A deer cart can make hauling a bulky, heavy decoy a long distance into the hunting area much easier than trying to backpack it along with all your other hunting gear.

The second strategy is to haul the assembled decoy to your stand sight on the kind of wheeled carrier designed to haul out a dead deer. I’ve also used a wheelbarrow. In the right terrain, you can do this quietly.

Once I get the decoy set up, I spray it down with a no-scent spray, then add some real deer scent to the mix. If the decoy doesn’t have a place for scent, I take a small stick, jab it into the ground underneath the deer’s belly, and place a scent wick on the stick. When using a buck decoy, I use both a rutting buck and a doe estrous scent on separate wicks.

Multiple Decoys

Male Hunter setting up a Doe Decoy

In the early years, doe decoys were the most common type used. Today, in many cases, buck decoys have gained favor with hunters who use a doe or fawn decoy along with the buck.

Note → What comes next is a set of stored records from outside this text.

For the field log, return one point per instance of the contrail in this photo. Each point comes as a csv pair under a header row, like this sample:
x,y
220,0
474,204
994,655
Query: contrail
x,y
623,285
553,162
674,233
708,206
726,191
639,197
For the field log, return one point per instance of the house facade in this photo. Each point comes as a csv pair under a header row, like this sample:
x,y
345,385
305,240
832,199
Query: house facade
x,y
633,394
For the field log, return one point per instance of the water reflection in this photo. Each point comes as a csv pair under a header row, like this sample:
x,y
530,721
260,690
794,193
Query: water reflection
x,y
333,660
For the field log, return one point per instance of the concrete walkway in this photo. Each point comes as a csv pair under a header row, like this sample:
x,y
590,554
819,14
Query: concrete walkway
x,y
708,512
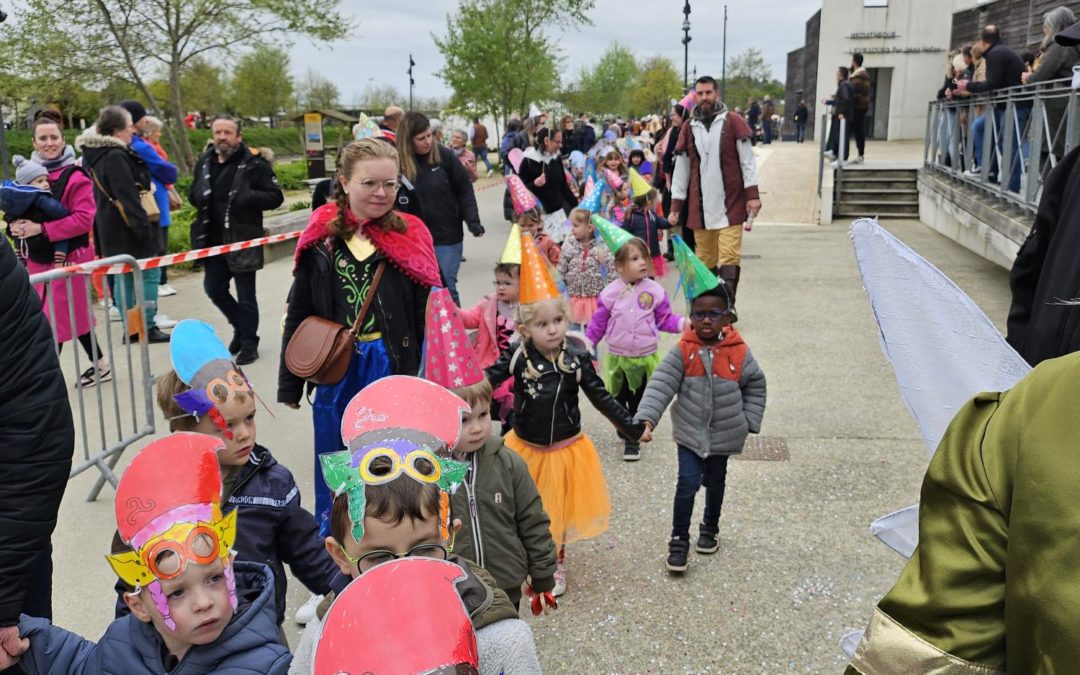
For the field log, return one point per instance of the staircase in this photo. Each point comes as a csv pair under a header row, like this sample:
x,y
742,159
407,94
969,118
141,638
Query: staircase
x,y
863,190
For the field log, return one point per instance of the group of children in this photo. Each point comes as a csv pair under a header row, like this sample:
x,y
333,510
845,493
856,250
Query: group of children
x,y
206,517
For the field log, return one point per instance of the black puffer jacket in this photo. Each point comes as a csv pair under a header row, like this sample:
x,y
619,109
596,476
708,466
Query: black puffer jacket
x,y
120,225
400,306
442,196
37,435
252,188
545,409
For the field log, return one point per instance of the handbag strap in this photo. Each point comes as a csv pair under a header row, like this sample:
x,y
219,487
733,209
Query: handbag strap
x,y
354,331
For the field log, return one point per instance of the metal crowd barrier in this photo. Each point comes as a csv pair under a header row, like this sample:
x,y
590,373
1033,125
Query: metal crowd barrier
x,y
109,416
1024,131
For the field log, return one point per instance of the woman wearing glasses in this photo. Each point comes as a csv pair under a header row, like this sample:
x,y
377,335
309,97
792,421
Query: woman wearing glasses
x,y
356,245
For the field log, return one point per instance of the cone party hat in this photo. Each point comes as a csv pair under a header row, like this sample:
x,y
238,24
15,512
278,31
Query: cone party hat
x,y
613,235
520,194
696,278
537,283
638,187
448,355
512,252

Using more than one decoy can be a major hassle, especially if you are hunting solo, but there are times when adding a doe decoy to your buck can make a big difference. When I do this, I generally like to place the buck where it is most visible to cruising deer and where I want to make the shot, then I place a doe decoy off to the side. Ideally, this is on the edge of the woods if I’m on a field, partially hidden by some flora or a bump in the landscape. One killer set-up is using a rutting buck standing near a bedded doe decoy.

Add Some Motion

All game animals, from ducks to turkeys to deer, are more readily drawn to a decoy that exhibits some motion. In the old days, I used a number of things to try to impart movement to my deer decoys, including toilet paper, strips cut from a white garbage bag and fluffy white cloth strips hanging from the ears and tail of my full-bodied decoys.

Today, of course, there are decoys with built-in motion. Some of it is conveyed simply, with parts that flap and sway in the breeze. Others have electronic motors that allow the tail and neck to move on command from a hand-held control; they are not legal in all states, so check your local regulations before using one. There are even heads and tails that can be moved with a string pulled by the hunter.

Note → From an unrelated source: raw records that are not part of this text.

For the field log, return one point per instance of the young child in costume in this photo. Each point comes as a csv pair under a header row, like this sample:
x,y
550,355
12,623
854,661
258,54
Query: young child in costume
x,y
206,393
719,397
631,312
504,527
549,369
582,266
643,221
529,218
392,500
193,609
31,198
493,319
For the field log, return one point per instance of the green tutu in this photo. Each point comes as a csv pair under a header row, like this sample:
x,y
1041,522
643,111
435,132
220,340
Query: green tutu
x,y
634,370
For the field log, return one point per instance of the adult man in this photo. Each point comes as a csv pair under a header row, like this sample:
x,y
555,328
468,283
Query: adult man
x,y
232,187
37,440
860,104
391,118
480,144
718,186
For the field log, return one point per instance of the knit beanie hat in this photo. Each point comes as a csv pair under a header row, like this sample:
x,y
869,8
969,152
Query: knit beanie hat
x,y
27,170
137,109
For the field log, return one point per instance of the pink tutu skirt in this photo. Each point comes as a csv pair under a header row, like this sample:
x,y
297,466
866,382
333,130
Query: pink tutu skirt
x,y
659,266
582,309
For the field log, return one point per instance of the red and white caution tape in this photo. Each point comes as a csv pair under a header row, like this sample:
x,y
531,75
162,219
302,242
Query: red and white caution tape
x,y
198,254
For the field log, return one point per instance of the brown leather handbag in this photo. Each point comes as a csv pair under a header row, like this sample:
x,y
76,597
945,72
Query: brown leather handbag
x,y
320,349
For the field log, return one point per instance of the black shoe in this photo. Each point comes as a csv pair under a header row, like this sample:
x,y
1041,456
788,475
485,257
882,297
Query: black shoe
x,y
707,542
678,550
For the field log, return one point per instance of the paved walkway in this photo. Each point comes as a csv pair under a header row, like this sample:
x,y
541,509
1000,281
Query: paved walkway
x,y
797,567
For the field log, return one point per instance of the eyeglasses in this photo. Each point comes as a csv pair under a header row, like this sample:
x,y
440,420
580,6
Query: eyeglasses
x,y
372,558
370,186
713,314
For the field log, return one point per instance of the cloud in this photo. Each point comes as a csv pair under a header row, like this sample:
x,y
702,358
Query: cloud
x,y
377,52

One thing I do today is take a real deer’s tail—one that I cut off last year’s deer, skinned and fleshed out and cured with salt and Borax—and attach it to the decoy’s butt end with a small nail. That tail wiggling in a breeze really seems to get them going! Adding motion adds realism, and that translates into more effectiveness.

Speaking of Realism …

The more realistic the decoy is in terms of how closely it resembles a real deer, the better it will work. Top decoy manufacturers today include Come Alive Decoy Products, Dave Smith Decoys, Flambeau, Montana Decoys, Primos, Rinehart, and Renzo’s. Don’t forget that sound is part of the act. When using decoys, I also do some calling, everything from rattling to using grunts and bleats. How aggressively I call depends on my feel for how the deer are acting on a given day. Some days I’ll be boisterously loud, others soft and alluring. The one time I’ll always call boisterously is if I see a buck cruising out of range that obviously isn’t coming my way. If I’m loud enough and get him to stop and look my way to see the decoy, then I’ve got a chance.

When decoying works, it’s like calling in a big bull elk or a strutting tom turkey: The excitement is unparalleled. But it doesn’t always work, and sometimes it can scare off deer. Which is why I love it and hate it, all at the same time. But I still do it. A lot.

Guns and Decoys
Using a decoy during a general firearm season on public lands or other areas where you don’t have complete control of the situation can be dangerous. The last thing you need is for some knucklehead to take a shot at your decoy! For that reason, when gun hunting with decoys during gun seasons, I attach blaze orange cloth squares to the decoy’s ears and sides so they’re easily visible to hunters. The orange doesn’t spook the deer, and if it flaps in a little breeze, it actually adds realistic motion, a good thing.